Kennismanagement, de mens en de computer Etienne Mathijsen, Leo Plugge
Inleiding Kennismanagement is momenteel hét toverwoord in grote organisaties. Algemeen wordt verondersteld dat in kennismanagement de sleutel ligt tot een betere concurrentiepositie en grotere winsten. Van een randvoorwaarde wordt kennismanagement tot een voorwaarde om een bedrijf draaiende te kúnnen houden. In contrast met het duidelijke beeld dat er bestaat van de verwachte resultaten van kennismanagement is het echter nog onduidelijk hoe je kennismanagement nu precies moet aanpakken, hoe het gedaan moet worden. De problemen die daarbij een rol spelen bevinden zich zowel op het vlak van de mens als van het gereedschap, i.c. de computer.
Kennis Laten we om te beginnen een poging doen om het begrip ‘kennis’ te definiëren.
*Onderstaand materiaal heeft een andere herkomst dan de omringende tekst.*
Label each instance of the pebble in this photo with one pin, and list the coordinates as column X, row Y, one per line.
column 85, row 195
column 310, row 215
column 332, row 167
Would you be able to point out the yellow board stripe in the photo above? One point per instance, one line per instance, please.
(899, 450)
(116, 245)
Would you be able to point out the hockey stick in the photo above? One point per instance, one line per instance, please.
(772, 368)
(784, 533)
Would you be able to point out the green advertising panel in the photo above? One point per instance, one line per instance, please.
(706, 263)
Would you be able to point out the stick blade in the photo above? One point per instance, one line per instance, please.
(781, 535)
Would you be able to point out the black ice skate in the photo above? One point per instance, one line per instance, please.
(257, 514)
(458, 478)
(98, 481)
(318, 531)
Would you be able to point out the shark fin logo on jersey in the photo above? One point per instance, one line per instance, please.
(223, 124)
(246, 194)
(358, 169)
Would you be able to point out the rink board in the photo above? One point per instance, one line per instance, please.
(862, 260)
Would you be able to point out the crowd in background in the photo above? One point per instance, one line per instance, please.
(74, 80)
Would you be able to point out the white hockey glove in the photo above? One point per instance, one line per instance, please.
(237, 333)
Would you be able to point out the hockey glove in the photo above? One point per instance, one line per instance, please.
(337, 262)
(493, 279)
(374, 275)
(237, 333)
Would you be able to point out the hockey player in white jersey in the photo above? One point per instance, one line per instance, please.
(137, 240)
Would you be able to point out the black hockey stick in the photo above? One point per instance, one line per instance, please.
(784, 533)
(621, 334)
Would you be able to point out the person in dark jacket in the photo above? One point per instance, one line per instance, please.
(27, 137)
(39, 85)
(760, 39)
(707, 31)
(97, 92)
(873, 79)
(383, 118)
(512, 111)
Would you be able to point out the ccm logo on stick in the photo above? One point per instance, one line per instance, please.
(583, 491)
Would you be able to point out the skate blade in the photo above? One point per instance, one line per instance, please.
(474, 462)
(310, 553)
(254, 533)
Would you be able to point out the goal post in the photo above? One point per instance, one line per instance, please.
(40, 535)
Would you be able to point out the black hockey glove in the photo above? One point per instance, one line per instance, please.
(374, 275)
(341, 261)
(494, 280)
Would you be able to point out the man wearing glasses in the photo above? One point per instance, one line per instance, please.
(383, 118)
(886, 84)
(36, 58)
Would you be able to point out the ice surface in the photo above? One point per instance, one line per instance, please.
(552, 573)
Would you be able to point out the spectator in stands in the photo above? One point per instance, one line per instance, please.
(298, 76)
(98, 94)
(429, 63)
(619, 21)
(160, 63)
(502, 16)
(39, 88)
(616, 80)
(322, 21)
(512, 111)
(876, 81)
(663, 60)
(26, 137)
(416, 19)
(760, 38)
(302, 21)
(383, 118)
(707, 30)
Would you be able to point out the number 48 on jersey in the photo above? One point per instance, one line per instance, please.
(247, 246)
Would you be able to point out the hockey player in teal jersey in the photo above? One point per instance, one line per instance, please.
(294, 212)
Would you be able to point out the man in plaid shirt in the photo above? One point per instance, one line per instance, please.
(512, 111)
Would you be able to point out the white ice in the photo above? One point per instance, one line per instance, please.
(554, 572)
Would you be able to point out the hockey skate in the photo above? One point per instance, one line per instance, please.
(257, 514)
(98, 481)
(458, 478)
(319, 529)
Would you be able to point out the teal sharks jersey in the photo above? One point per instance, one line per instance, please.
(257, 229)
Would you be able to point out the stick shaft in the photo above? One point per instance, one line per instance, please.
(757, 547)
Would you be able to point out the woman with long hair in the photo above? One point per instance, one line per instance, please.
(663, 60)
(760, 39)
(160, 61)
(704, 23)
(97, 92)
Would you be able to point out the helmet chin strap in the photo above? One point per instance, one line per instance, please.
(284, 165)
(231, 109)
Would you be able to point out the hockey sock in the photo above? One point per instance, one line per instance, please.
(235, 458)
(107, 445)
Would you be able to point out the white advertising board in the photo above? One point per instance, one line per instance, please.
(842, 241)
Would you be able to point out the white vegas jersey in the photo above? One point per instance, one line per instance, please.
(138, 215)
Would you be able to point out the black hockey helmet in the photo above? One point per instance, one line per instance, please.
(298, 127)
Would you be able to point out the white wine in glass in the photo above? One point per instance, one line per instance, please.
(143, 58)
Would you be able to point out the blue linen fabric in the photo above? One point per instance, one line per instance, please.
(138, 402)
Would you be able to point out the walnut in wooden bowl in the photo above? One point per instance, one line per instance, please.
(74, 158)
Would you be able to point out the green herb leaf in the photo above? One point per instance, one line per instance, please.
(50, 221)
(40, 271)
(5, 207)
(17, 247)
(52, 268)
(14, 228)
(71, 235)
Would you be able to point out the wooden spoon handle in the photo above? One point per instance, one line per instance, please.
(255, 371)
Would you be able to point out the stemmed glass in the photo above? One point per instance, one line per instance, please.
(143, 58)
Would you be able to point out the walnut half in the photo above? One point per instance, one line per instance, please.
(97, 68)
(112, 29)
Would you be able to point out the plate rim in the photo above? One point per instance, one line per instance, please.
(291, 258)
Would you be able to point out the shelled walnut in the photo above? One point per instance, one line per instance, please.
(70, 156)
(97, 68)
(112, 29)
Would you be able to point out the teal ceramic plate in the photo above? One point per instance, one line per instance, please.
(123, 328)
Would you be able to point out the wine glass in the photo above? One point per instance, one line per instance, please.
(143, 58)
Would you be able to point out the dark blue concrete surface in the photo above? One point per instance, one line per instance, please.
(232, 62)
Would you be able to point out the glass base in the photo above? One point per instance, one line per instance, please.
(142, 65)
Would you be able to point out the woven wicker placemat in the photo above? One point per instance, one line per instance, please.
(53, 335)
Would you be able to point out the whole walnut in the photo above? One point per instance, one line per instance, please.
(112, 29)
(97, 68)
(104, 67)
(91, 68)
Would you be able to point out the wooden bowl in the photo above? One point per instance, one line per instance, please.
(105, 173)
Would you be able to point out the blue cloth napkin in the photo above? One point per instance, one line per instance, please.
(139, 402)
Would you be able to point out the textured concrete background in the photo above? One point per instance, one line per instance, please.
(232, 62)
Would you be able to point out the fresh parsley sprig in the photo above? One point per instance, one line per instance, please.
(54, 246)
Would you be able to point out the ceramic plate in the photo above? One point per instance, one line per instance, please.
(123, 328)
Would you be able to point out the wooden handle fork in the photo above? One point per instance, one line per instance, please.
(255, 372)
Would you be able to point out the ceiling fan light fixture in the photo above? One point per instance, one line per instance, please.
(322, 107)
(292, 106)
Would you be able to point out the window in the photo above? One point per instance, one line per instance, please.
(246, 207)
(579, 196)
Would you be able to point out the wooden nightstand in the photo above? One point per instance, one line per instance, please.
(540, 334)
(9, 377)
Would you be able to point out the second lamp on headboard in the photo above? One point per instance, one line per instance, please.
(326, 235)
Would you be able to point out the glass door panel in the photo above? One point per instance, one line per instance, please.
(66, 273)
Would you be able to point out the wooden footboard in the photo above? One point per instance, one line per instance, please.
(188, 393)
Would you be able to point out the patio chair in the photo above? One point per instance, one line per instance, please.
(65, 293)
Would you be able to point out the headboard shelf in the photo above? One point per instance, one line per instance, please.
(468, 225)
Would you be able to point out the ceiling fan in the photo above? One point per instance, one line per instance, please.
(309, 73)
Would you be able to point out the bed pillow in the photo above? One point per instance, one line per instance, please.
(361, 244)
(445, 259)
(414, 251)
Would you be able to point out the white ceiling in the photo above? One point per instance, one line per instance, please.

Dat is minder eenvoudig dan het misschien lijkt, want kennis is heel nauw verbonden met de concepten ‘data’ en ‘informatie’. Onder data (ook wel: gegevens) verstaan we symbolen of feiten die (nog) niet geïnterpreteerd zijn, waarvan de betekenis niet bekend is. Voorbeelden zijn fl. 39,95, 60 liter, of geel. Gaan we aan deze gegevens een betekenis toekennen, dan krijgen we informatie. Bijvoorbeeld: een CD kost fl. 39,95, de tankinhoud van mijn auto is 60 liter, het gras is geel. Kennis is moeilijker te omschrijven. De literatuur geeft hier geen eenduidige definitie voor. Zo wordt kennis gezien als datgene dat nodig is om betekenis aan data toe te kennen, en aldus informatie te genereren (Spek van der & Spijkervet, 1997). Een andere visie is dat kennis het vermogen is dat iemand in staat stelt een bepaalde taak uit te (gaan) voeren door gegevens (van externe bronnen) te verbinden, te laten reageren met eigen informatie, ervaringen en attituden (Weggeman, 1997). Bijvoorbeeld: als het gras geel is, moet ik water gaan sproeien, want het hoort groen te zijn.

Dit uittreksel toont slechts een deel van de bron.